Heat exchangers in chemical plants contain up to a thousand small bore tubes that may be subject to corrosion. It is important to know the condition of the tubes in order to manage the life of the exchanger and to repair or replace it before the corrosion causes unacceptable leakage.
Existing internal systems have identified the risk, that is likelihood and consequence of tube leaks which can be reinterpreted as the level of confidence required in the results of the exchanger periodic testing.
There are a variety of test methods available, each with a different level of uncertainty and speed of inspection, typically the faster the inspection the less precision the method offers.
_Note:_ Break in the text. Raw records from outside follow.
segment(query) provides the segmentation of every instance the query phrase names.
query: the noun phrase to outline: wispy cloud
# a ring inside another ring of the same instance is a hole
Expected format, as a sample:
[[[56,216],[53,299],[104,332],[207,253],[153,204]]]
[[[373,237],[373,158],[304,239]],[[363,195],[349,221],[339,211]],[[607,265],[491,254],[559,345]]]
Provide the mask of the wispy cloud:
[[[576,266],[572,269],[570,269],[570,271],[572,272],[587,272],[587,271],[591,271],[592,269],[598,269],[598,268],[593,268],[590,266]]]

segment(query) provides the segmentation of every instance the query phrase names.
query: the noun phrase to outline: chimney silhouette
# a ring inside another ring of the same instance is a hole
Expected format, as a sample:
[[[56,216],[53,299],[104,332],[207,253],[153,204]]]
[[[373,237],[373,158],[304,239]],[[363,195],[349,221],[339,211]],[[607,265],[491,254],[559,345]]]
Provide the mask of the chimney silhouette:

Exchanger testing is performed only every five years during a short timeframe plant outage. It is not possible to test all the tubes so a sampling regime is adopted. There is no consensus as to how many tubes, or what pattern, should be tested.
The first stage of the challenge is to provide an algorithm that will take the established risk factor for the exchanger and the known uncertainties of the inspection methods to calculate the minimum number of tubes that need to be inspected.
The second stage of the challenge is to take into account the results of previous inspections, that is the number of tubes inspected with various degrees of damage and confidence, and to provide the number of tubes to be inspected at the next outage.
The final stage of the challenge is to provide a software model that can take the data from the inspections in real time and determine if more, or indeed fewer, tubes need to be inspected in order to meet the confidence level required.
The historical data is often messy with varying quality of reporting and actual inspections. The initial models can be idealised but ultimately need to factor in the quality of the input data, even if this is a qualitative judgement.